Social Networking

I was reading a post by Luis, who has just joined Facebook, after trying Orkut and finding that more or less no one in his social circle actually uses Orkut.

I’m most active on Facebook myself, though it’s hard to really say why. Part of it might be that it was the first social networking site I used (aside: for some reason I resisted Friendster and the others like the plague). Some time after joining Facebook, I also joined Orkut and Friendster, though that was because I was invited to by friends; I didn’t seek it out myself. I don’t quite recall if I found Facebook myself, or if a friend invited me. Probably the latter.

I guess Facebook is more relevant to me since it has a college focus (though they’ve expanded that to include high schools and employers). Granted, I’m not in college anymore, but more than half of my closest friends are still in college or still related to one in some way. (Hah, grad school: suckers! ^_^) Or maybe I just never gave Orkut or Friendster a chance since I was devoting energy to Facebook.
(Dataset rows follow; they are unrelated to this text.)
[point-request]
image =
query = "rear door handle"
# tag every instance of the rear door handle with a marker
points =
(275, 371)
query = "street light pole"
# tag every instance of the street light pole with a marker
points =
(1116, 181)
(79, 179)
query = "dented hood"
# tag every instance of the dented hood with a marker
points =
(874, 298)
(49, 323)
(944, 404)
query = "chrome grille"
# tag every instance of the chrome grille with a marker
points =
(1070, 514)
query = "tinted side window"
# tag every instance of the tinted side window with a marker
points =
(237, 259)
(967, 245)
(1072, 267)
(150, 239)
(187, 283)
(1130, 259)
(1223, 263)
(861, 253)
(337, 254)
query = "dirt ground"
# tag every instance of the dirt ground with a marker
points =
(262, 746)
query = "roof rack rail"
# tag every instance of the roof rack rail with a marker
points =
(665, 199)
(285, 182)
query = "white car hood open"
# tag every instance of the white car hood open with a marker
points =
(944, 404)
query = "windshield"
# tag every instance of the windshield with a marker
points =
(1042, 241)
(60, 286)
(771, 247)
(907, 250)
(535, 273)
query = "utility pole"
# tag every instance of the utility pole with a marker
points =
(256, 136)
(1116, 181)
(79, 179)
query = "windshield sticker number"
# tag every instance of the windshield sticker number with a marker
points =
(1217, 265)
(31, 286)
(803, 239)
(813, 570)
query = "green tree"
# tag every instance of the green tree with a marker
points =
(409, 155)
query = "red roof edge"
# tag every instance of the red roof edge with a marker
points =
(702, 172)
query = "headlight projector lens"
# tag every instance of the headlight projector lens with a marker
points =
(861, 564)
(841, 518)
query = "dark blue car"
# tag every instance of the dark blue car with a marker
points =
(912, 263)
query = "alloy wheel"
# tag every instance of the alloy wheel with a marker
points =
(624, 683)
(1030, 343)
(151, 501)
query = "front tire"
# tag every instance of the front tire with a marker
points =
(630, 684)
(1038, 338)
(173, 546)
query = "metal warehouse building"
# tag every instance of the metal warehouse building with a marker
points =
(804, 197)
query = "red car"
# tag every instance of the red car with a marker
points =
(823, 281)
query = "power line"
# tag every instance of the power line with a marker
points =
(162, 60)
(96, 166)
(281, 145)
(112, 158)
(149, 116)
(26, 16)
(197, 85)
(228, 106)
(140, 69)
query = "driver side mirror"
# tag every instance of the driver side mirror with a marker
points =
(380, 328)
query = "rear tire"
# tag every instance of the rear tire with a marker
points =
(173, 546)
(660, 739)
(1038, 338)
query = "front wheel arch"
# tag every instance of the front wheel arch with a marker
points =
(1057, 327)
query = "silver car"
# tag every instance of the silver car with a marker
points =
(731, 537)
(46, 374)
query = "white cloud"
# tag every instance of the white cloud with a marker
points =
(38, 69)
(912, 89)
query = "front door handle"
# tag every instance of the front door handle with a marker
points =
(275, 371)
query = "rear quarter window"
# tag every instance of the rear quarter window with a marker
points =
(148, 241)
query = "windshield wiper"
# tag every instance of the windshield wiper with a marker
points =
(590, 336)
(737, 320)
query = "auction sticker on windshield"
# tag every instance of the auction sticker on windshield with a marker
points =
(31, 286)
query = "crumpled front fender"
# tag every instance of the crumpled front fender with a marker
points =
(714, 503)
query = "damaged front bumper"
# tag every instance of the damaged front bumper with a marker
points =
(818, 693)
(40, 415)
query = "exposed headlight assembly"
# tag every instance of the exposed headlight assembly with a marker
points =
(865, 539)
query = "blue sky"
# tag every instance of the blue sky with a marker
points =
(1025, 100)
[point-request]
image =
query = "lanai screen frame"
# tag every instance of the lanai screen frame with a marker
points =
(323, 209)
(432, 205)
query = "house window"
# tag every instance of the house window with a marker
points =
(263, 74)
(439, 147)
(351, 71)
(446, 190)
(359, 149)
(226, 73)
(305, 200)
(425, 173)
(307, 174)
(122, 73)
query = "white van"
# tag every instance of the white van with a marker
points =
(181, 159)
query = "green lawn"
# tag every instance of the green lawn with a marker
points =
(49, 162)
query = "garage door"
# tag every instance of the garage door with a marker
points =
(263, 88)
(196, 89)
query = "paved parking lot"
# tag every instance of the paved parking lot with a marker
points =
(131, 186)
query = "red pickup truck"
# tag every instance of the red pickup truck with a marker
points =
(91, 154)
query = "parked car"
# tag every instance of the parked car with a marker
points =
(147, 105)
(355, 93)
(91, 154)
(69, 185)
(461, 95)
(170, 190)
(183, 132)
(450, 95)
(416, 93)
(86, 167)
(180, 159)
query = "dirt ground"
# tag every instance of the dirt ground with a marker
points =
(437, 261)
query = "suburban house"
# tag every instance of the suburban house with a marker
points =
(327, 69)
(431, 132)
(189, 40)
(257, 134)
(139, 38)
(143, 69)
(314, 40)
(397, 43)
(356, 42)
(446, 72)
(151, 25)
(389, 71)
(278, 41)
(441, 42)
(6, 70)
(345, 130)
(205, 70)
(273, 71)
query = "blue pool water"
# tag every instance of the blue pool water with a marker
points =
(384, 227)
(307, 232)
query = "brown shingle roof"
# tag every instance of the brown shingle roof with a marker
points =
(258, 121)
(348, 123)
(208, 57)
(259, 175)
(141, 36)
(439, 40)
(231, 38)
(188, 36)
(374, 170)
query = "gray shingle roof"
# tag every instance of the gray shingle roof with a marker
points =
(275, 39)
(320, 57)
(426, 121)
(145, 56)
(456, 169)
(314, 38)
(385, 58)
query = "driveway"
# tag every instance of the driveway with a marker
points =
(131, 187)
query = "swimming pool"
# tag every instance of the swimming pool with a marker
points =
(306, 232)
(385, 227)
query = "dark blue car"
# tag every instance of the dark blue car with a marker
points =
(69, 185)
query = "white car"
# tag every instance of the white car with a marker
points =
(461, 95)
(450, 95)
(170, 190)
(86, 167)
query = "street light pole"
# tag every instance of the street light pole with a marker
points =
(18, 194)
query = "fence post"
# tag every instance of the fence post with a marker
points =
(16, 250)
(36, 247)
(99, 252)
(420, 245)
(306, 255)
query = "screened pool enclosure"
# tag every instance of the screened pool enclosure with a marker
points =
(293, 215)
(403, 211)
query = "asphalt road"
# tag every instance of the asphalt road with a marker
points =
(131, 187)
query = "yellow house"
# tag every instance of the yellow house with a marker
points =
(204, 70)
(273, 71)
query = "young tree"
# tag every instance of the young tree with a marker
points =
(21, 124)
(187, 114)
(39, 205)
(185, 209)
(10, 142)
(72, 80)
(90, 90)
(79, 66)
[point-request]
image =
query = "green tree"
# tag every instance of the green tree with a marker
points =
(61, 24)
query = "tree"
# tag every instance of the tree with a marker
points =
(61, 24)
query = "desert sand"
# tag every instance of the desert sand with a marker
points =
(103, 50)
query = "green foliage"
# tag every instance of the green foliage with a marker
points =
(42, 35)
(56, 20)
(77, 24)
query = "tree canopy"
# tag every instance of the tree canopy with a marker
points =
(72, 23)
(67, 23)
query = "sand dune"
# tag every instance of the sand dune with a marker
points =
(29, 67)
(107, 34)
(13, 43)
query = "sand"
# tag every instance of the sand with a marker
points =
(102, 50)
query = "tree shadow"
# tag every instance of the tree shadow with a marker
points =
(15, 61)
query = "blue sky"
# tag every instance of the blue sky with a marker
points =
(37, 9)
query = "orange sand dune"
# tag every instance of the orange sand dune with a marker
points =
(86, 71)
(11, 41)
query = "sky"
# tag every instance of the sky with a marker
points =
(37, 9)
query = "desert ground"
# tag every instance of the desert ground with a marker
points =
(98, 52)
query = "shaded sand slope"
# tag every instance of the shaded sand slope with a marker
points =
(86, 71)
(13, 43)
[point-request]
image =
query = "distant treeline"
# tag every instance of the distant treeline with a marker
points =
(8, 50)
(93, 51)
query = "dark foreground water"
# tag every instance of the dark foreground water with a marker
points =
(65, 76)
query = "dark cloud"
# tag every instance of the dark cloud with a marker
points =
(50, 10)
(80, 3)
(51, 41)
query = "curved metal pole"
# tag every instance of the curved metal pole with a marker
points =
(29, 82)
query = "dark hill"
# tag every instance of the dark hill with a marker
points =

On the other hand, I have around 100 ‘friends’ on Facebook, and less than 20 each on Orkut and Friendster, and I don’t think I’ve actually invited anyone on any of the services. So all my friends on any of the three are people who were already on the service that I found by searching, or who joined and found me.

So I guess, either by chance or by design, more people in my social circle tend to end up on Facebook than the other popular social networking sites.

Unfortunately, though, I don’t really get the feeling of any kind of participation level. I tend to participate passively: I’ll check out my friends’ pictures when they post new ones, skim their profiles when they update them, etc. I join ‘groups’ on Facebook not because I want to participate, but because it seems cool or funny, or it’s a topic I identify with. Even if I wanted to ‘participate’, I’m not even really sure what that means.

So I see Facebook as a window on some friends I don’t really keep in touch with as well as I’d like, as well as a way to reciprocate and let people know what I’m doing. But for the people that I see often in person, or talk to regularly on AIM or IRC, Facebook really does nothing for me.

Now, what would be cool is if there was some involvement with OSS-related people that I know. Unfortunately, I’m pretty sure Facebook is more or less US-only (though I have seen Oxford and Cambridge on there), so that leaves out the majority of the Xfce and Lunar guys I know.

I dunno. While it’s somewhat fun to be a part of these little online communities, I don’t feel like my life would be in any way diminished without them.